Não é a primeira vez na história do país que somos atacados pelo moralismo antipolítico — aquele mesmo, que adora gritar coisas como “todos os políticos são corruptos!” e “meu partido é o Brasil!”. Ocorreu também em 1964. Não demorou muito para o discurso moralista contra a corrupção — que demoniza a política — tornar-se anticomunismo e anti qualquer coisa que questionasse as hierarquias de uma sociedade brutalmente desigual. O mesmo vem ocorrendo agora. Mal parafraseando Marx novamente: enquanto que, em 1964, a história ocorreu como tragédia, agora ela se repete como farsa.
Incapazes, os generais pançudos e esclerosados do século XXI ameaçam o Estado democrático de direito através do Twitter. Burros, apostaram suas fichas num completo imbecil com traços de psicopatia. Como Leandro Demori bem observou recentemente, se por algum milagre de conjuntura o Brasil estivesse bombando, os militares e seus apoiadores na sociedade civil estariam celebrando a “eficiência militar”. Ao menos o governo Bolsonaro serviu para isto: caiu por terra o mito do militar eficiente. Ao que parece, nossas Forças Armadas servem apenas para ameaçar o Estado democrático de direito quando os ricos ficam incomodados com a possibilidade dos pobres subirem na vida.
A história se repete como farsa até no apoio da sociedade civil ao golpe: enquanto que, em 1964, a religião da maioria dos civis reacionários era o catolicismo, agora eles são evangélicos neopentecostais, com toda a sua estética horrível. Mas até nisso a ditadura militar é culpada. Depois do golpe, ainda no governo Castello Branco, começou um incentivo governamental para a vinda de pastores americanos ao Brasil. A proposta era clara. Esses grupos evangélicos tinham como uma de suas metas combater o ateísmo e a perda dos valores cristãos no mundo moderno — basicamente a mesma conversa mole de personagens atuais como Silas Malafaia, padre Ricardo e Olavo de Carvalho.

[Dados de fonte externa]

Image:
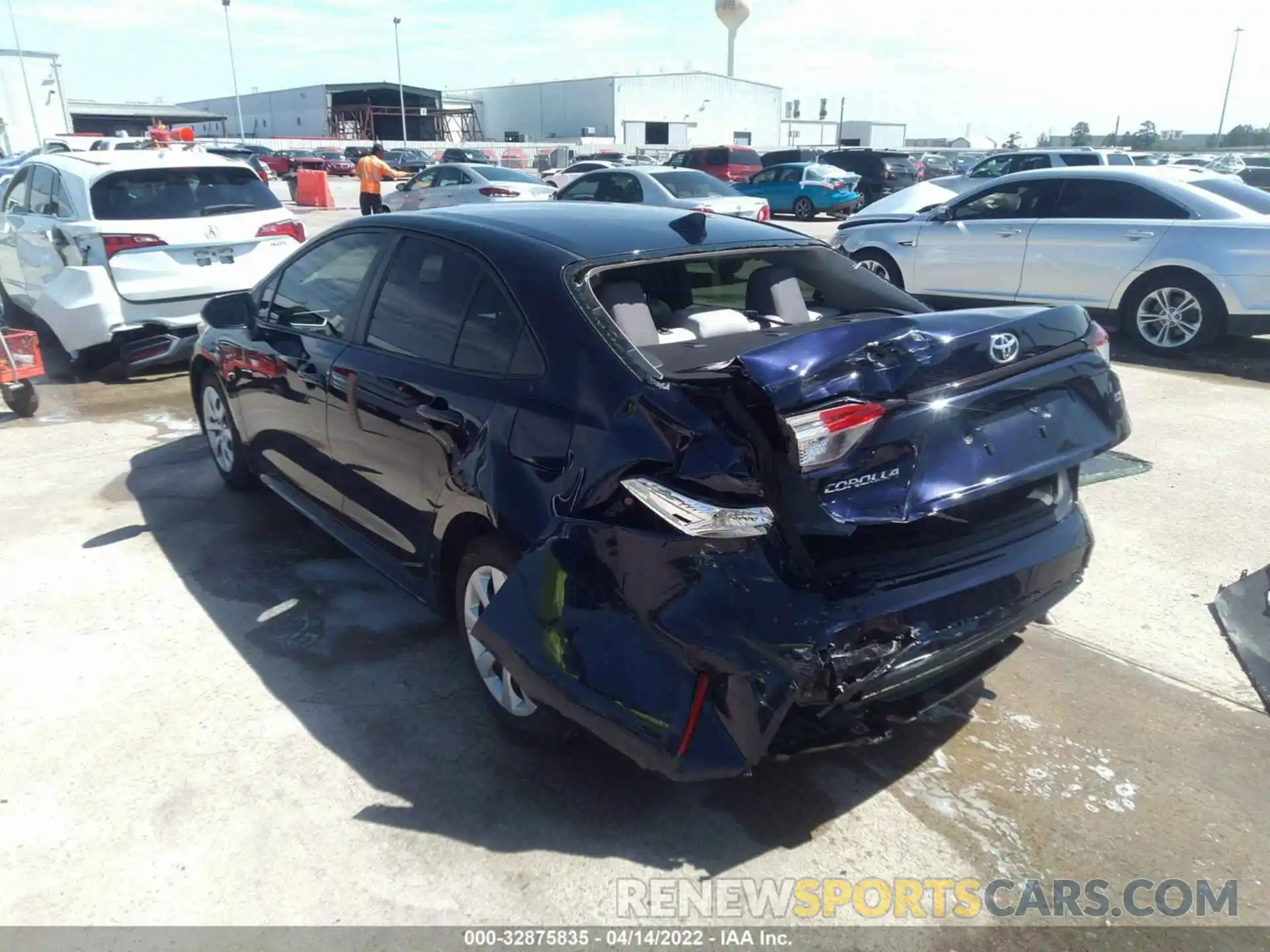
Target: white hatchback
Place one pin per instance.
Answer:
(116, 252)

Além disso, o puxa-saquismo dos militares com os norte-americanos certamente os fez pensar que o protestantismo ajudaria o nosso país.

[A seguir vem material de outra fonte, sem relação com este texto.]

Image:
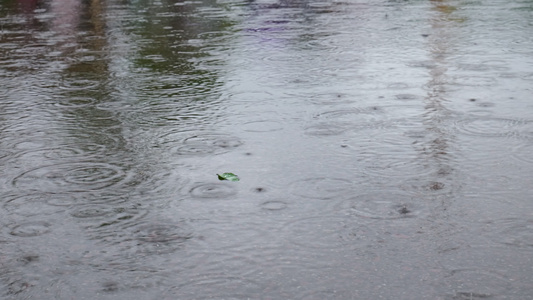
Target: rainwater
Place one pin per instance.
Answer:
(384, 149)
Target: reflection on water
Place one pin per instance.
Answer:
(384, 149)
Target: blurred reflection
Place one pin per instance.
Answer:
(440, 42)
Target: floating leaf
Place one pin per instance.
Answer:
(228, 176)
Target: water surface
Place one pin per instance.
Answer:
(384, 149)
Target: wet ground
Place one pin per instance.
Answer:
(385, 149)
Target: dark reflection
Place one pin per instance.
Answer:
(438, 144)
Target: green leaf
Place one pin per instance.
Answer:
(228, 176)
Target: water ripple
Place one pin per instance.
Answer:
(323, 188)
(31, 229)
(70, 177)
(384, 205)
(329, 232)
(212, 191)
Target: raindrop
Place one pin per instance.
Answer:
(323, 188)
(213, 191)
(273, 205)
(387, 205)
(31, 229)
(329, 232)
(163, 233)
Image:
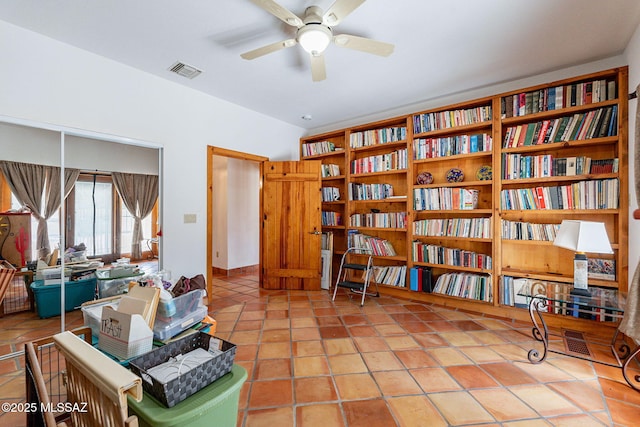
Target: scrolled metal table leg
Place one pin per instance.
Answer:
(539, 333)
(633, 380)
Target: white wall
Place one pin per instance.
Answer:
(236, 210)
(219, 211)
(243, 213)
(632, 53)
(48, 81)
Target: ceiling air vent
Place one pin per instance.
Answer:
(185, 70)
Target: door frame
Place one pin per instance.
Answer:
(224, 152)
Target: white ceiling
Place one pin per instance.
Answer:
(442, 47)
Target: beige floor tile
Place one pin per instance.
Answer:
(405, 342)
(303, 322)
(503, 405)
(579, 420)
(319, 415)
(270, 417)
(307, 348)
(396, 383)
(339, 346)
(368, 413)
(305, 334)
(415, 359)
(433, 380)
(347, 364)
(366, 344)
(310, 366)
(482, 354)
(459, 339)
(356, 386)
(274, 350)
(450, 405)
(544, 400)
(448, 356)
(381, 361)
(577, 368)
(314, 389)
(416, 411)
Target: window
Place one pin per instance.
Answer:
(113, 231)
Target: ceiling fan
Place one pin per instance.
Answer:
(315, 33)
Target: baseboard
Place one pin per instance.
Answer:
(249, 269)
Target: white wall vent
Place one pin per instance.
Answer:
(185, 70)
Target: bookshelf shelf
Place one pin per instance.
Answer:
(552, 179)
(483, 154)
(449, 137)
(556, 146)
(382, 173)
(378, 147)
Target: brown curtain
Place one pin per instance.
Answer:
(139, 194)
(630, 325)
(31, 184)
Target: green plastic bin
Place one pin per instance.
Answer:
(47, 297)
(216, 404)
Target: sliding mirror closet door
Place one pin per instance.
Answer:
(70, 189)
(115, 199)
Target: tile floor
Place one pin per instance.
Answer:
(393, 362)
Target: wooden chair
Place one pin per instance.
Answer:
(37, 392)
(97, 384)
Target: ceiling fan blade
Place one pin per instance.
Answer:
(339, 10)
(363, 44)
(279, 12)
(270, 48)
(318, 70)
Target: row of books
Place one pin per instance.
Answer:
(377, 136)
(465, 285)
(420, 279)
(321, 147)
(427, 122)
(379, 219)
(517, 230)
(330, 194)
(604, 305)
(597, 123)
(428, 148)
(555, 98)
(436, 254)
(595, 194)
(331, 219)
(374, 245)
(517, 166)
(361, 191)
(395, 160)
(444, 198)
(391, 275)
(329, 169)
(453, 227)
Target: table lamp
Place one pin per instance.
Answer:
(582, 237)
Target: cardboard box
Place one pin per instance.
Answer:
(124, 335)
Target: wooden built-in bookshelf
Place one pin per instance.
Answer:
(571, 141)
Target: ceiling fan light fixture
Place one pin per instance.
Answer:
(314, 38)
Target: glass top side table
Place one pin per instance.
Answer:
(603, 305)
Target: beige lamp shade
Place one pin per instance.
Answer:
(583, 236)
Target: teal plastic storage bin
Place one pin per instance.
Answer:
(47, 297)
(214, 405)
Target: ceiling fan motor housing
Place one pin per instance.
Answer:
(313, 36)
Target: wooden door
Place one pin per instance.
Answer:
(291, 225)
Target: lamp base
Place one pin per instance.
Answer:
(580, 292)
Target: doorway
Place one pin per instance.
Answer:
(233, 212)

Do incentivo dado na ditadura até o final do século passado, o número de evangélicos foi, aos poucos, aumentando. Quando eu era criança, protestantes ainda eram minoritários. Aqui e ali conhecíamos um batista. Um ou outro familiar distante virava metodista. Com o passar dos anos, essa impressão foi ficando para trás. Entre o ano 2000 e 2010, o censo demográfico registrou um aumento de 61% no número de evangélicos no Brasil. Alcançamos naquele ano a marca de 42 milhões de evangélicos, quase a população da Argentina. Para se ter ideia do crescimento no número de adeptos, observe: em 1980, somente 6,6% da população brasileira pertencia a alguma denominação protestante; em 1990, eram 9%; em 2000, chegou a 15,4% da população — pouco mais de 26 milhões de pessoas à época; em 2010, eram 42 milhões.
Sabemos que a maior parte desse crescimento não foi impulsionado por denominações protestantes tradicionais, mas por mega igrejas neopentecostais — aquelas que vendem curas falsas e milagres financeiros, justamente o tipo de protestantismo que a ditadura incentivou. Ainda não tivemos um novo censo, mas se a tendência de crescimento for igual a da década anterior, o protestantismo neopentecostal pode ser considerado a religião da maioria dos brasileiros. Vale lembrar que cerca de 70% dos evangélicos votaram em Bolsonaro nas eleições presidenciais. Em comparação, 51% dos católicos votaram nele. Não é fantasioso especular que Bolsonaro manterá o mesmo apoio entre evangélicos nas próximas eleições. Talvez receba um apoio ainda maior.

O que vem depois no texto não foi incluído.